I have meticulously followed all instructions from NVIDIA install docs. Also, checked many forums on any potential solution.


Solution

  • This has happened because you have a mixture of Ubuntu and Nvidia packages on your system. From the last line of your second log:

    kernel version 530.30.2 does not match DSO version 510.108.3 – cannot find working devices in this configuration 
    

    "510" is the latest Nvidia driver version supported on Ubuntu 22.04 which can work with CUDA. "530" is the Nvidia driver version you get when you use Nvidia's driver repository. You have parts of both drivers installed, and they are not compatible.

    Nvidia's repository is notorious for causing problems like this, so it is recommended to never use it. You will need to remove all Nvidia repository references and purge all the packages they installed. The easiest way to do this is usually to do a full re-installation of Ubuntu.

    After you have fully removed the Nvidia packages, re-install the nvidia-510 driver from "Additional Drivers" along with nvidia-cuda-toolkit and nvidia-cudnn apt packages from the official Ubuntu repositories.

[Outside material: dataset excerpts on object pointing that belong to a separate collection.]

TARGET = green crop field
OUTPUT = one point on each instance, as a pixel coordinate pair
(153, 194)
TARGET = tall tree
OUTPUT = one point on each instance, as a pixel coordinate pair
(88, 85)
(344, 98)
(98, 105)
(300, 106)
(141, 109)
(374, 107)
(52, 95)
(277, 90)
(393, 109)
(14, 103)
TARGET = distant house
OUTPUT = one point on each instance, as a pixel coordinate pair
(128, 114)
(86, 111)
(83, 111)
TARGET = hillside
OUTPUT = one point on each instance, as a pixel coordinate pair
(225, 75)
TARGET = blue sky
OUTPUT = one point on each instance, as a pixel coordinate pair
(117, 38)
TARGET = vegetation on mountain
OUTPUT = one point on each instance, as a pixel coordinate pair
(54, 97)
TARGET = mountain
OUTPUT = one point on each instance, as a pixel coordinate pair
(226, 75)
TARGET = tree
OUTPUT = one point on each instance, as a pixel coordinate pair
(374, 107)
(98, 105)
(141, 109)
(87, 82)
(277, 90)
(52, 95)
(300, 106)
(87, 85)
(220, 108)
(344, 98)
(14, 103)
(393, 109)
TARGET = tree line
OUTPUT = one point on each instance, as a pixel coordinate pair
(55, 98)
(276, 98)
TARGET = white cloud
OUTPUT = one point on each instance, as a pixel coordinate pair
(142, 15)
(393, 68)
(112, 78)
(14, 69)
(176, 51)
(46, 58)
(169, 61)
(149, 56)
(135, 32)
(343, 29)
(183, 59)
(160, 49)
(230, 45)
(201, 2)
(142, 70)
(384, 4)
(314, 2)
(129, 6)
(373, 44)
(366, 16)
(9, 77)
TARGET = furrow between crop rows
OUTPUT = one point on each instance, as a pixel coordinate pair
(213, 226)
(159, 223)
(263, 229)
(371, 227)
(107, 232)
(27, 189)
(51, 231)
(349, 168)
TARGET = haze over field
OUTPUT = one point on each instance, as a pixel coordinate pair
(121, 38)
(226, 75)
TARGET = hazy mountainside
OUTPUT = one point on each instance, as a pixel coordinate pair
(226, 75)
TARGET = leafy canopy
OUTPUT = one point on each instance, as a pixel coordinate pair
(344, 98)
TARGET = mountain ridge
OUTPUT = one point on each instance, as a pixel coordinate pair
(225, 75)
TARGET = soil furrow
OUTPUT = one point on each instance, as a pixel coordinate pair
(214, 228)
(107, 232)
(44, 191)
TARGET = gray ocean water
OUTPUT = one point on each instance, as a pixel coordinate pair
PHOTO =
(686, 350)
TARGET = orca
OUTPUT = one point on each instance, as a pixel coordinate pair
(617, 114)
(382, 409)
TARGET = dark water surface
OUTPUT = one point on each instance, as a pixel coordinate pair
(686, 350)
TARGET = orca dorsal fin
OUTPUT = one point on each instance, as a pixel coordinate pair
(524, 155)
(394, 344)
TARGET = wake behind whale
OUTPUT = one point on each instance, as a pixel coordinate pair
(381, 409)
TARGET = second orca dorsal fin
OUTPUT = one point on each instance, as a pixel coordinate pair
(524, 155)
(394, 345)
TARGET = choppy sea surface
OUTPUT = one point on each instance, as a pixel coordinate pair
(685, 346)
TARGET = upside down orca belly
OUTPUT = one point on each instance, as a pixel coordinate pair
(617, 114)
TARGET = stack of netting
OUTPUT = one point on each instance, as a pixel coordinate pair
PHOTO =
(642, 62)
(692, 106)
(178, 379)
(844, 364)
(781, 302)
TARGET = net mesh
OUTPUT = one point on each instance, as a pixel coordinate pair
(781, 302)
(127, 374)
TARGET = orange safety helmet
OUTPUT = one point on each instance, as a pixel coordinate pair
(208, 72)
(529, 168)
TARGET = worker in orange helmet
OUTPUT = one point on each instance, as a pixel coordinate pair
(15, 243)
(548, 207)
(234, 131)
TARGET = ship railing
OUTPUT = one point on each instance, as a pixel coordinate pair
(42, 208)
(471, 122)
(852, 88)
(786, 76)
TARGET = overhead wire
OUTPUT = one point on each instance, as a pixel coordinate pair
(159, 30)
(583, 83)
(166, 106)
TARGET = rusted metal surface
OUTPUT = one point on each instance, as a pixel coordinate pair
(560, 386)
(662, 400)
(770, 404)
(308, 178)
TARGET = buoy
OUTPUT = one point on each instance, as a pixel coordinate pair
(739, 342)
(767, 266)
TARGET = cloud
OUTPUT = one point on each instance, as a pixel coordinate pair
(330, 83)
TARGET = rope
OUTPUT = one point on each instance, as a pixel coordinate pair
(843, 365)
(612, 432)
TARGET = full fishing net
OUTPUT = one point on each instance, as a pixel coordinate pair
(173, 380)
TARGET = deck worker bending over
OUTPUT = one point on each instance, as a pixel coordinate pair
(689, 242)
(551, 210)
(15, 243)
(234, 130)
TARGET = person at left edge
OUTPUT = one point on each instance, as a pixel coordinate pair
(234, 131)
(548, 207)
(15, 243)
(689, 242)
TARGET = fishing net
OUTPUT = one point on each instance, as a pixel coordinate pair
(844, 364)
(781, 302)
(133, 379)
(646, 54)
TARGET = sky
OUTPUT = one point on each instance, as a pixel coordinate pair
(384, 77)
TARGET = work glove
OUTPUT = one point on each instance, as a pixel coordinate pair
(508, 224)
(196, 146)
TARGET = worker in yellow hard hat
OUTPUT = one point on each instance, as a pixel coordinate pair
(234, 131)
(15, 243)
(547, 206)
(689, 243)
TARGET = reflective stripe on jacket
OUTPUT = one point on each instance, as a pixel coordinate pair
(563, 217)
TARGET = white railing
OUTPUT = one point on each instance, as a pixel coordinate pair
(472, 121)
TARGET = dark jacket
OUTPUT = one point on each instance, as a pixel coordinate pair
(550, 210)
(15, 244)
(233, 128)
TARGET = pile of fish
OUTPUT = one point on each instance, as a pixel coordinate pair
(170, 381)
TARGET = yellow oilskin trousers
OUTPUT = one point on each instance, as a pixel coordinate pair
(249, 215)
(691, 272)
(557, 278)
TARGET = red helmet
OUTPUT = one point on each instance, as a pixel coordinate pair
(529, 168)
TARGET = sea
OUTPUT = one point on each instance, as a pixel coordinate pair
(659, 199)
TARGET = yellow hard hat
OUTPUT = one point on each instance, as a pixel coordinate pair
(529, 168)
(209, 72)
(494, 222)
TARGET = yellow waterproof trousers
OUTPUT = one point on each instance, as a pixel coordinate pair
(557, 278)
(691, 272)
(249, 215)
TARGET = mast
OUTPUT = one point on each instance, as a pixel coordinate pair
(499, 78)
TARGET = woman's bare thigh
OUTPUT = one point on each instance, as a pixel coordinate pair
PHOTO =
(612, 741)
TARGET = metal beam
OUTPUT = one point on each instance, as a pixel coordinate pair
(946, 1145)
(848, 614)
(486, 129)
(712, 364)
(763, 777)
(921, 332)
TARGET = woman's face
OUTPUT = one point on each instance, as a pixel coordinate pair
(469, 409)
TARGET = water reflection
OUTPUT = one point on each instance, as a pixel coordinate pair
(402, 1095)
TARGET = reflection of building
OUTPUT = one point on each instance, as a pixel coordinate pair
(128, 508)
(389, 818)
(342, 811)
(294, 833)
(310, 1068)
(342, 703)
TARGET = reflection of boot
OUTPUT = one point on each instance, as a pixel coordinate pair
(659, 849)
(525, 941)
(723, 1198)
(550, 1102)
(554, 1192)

    To get TensorRT working, download the tar installer (the first one in the list of downloads, called "TensorRT 8.6 EA for Linux x86_64 and CUDA 11.0, 11.1, 11.2, 11.3, 11.4, 11.5, 11.6, 11.7 and 11.8 TAR Package"), unpack it to /opt and then add it to your LD_LIBRARY_PATH, eg:

    export LD_LIBRARY_PATH=$LD_LIBRARY_PATH:/opt/TensorRT-8.6.0.12/lib

    You don't need to install the tensorrt Python package at all. Tensorflow uses the C++ libraries directly. And anyway, the tensorrt package only works with CUDA 12, which is only available on Ubuntu 22.04 if you use Nvidia's repositories.

    If you run into a problem where cuDNN is too old, then you should again download the cuDNN TAR package unpack in /opt and add it to your LD_LIBRARY_PATH.

    If you run into a problem where Tensorflow cannot find libdevice, you need to set up a symlink:

    sudo mkdir -p /usr/local/cuda/nvvm
    sudo ln -s /usr/lib/nvidia-cuda-toolkit/libdevice/ /usr/local/cuda/nvvm/libdevice
    

    After performing these steps I was able to run Tensorflow on my RTX 2070S on Ubuntu 22.04. Unfortunately it now runs slower than the CPU version on my i7 6700. (This is probably because my model is very small.)